A day after Gov. Maura Healey signed the fiscal year 2027 state budget, Lt. Gov. Kim Driscoll hit the road to see some of the state’s past investments in local food systems in action.
Outside the Franklin County Community Development Corporation’s Western Massachusetts Food Processing Center in Greenfield on Friday, Director of Operations Liz Buxton broke down its role in the region. The team at the center packs and stores products for local farms and small businesses, and provides the training and space for entrepreneurs in the food industry to fine-tune their recipes and launch their businesses.
“We feel we’re a pretty important cog in the whole food system,” Buxton told the crowd of city and state officials before the group headed inside.
The crowd then got an inside look at the process behind the center’s products as they watched employees process garlic pesto. Around the corner, Ash Overbeek, founder and owner of Pearle Caviar, explained the start of her creation.

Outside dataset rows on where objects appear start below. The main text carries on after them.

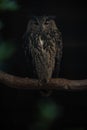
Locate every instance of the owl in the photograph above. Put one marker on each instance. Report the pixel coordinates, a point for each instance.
(43, 47)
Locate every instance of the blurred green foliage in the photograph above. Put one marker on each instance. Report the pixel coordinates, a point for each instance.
(6, 50)
(10, 5)
(49, 110)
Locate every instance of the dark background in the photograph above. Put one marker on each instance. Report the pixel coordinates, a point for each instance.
(20, 106)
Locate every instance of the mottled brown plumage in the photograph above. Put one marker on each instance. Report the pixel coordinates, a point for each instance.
(44, 46)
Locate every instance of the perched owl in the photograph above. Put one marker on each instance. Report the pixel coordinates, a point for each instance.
(43, 47)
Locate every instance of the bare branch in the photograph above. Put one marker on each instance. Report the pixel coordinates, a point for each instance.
(27, 83)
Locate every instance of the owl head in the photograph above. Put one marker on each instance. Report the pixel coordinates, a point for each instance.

While working in the luxury event business at art galleries, she noticed a gap in the menu: plant-based caviar.
“I think it’s a wonderful way to make an event feel special and elevate the food, but I saw videos of how caviar was produced, and that didn’t really sit right with me,” Overbeek said.

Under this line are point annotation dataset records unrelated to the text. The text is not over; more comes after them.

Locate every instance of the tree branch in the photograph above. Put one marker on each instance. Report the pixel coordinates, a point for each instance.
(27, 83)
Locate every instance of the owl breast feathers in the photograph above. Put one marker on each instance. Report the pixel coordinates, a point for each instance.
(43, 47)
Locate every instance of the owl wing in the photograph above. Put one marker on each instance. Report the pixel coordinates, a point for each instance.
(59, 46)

Fifty test recipes later, she settled on a mix of seaweed, soy sauce and tomato.
“The only place that was willing to take a chance on this totally new culinary innovation was here at the Western Mass Food Processing Center,” Overbeek said. “I don’t think this product would exist without the CDC.”
After the tour, the group got a chance to taste Overbeek’s idea for themselves as Franklin County CDC Executive Director John Waite mentioned the state support that has strengthened the Western Massachusetts Food Processing Center, including the Massachusetts Food Trust Program that aims to spread access to healthy food at an affordable price.

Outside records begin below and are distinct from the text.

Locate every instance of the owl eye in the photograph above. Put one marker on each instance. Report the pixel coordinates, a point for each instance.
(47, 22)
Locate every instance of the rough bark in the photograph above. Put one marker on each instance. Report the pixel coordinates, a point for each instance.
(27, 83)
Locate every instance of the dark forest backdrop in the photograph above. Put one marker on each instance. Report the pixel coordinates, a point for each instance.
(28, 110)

Driscoll described the center as an agile “hub that’s driving the local economy.”
“We see food and agriculture as such an important industry in Massachusetts, particularly in western Massachusetts,” Driscoll continued. “This is a necessary part of the scaffolding in that whole food system.”
Next, Driscoll and her team drove to Clarkdale Fruit Farms in Deerfield to hear from owner Ben Clark and taste a few more Franklin County offerings.
While sipping on the farm’s apple cider, Clark stressed the importance of the state continuing its support for the farm as it navigates unexpected challenges like the overnight frost in April that hit their signature peach crops. After heavy rains flooded farms in 2023, the Healey-Driscoll administration established the Farm Resiliency Fund and distributed $20 million in disaster relief to help farmers recover.
“The Healey-Driscoll administration really stepped up for farms,” Clark said.
As farms continue to fuel local economies, he described these investments as “mutually beneficial” for farmers like him and the state.
For Clark, Driscoll’s visit allowed him and his family to share the impact of the state’s help for their crops, along with “the reasons for continuing to sustain farms and the value that farms bring to the commonwealth and the residents.”
“It’s great to see the food processing, of course, but the heart of what we’re able to do in terms of food delivery services and a big part of the regional economy here in western Mass., and particularly Franklin County, is agriculture. It’s not easy being a farmer … so Gov. Healey and I feel strongly that our family-owned farms in particular need to have a strong partner in the State House,” Driscoll said. “[Farmers are] putting food on all of our tables — in the restaurant you go to, somebody actually grew that produce — and it’s great to see it firsthand and to see the family that’s tending to it with a lot of devotion.”